PDC courses are expanding throughout the Southeast and the nation at large. As we face more and more ecological challenges due to climate change, resource exhaustion and economic imbalances, permaculture offers a skillset and, more importantly, a mindset to adjust, respond and thrive.
BECOME A PART OF PERMACULTURE
1. Take Yourself from Consumer to Producer: Grow your own food, even if it is just a pot of basil on the windowsill. Heal yourself with herbal remedies and nutrient-dense foods.
2. Be Wary of Water: Sick of paying high water bills? Observe the water use in the household and respond productively. Install rain catchment systems, like barrels, so you can use the (free!) rain to water your garden or wash your car. And if you don’t want to give up those long, hot showers, then use that time to capture water for other uses. Put a bucket in the shower to use to flush the toilet.

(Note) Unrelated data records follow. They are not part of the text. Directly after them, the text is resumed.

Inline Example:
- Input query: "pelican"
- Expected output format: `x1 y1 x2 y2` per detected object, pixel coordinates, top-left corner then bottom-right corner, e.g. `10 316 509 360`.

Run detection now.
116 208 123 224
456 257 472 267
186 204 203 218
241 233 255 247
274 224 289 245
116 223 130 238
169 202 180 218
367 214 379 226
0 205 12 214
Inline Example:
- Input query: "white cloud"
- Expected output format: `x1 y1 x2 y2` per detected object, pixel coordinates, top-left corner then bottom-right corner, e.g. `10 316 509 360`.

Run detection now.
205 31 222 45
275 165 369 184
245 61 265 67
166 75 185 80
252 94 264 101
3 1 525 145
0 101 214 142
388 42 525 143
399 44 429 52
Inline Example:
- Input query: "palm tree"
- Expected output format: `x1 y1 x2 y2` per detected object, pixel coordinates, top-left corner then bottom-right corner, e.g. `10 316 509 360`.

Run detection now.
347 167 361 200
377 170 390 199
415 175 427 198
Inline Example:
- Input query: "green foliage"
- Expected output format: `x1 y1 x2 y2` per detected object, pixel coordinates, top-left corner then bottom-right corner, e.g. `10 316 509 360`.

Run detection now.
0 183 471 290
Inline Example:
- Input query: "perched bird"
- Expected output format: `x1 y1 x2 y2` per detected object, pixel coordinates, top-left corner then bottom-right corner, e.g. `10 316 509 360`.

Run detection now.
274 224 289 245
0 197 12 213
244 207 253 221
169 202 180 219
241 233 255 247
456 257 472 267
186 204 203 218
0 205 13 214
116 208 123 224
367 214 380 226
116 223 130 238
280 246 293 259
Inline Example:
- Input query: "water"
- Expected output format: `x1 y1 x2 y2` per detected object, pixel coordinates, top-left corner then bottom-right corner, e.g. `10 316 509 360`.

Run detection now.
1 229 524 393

3. Natives Know Best: Grow native plants in your yards and gardens instead of ornamentals. Native plants attract pollinators and wildlife, and they need less water and less maintenance because they are adapted for the local climate.
4. Waste Not: Waste is only waste if you deem it so. Take advantage of the abundance around you. Consider composting and choosing reusable products.
5. Integrate Instead of Segregate: Diversity is nature’s choice, and it increases resilience to stresses and challenges. Different elements, be it in the garden, kitchen or beyond, will build relationships with one another to support and help the whole system thrive.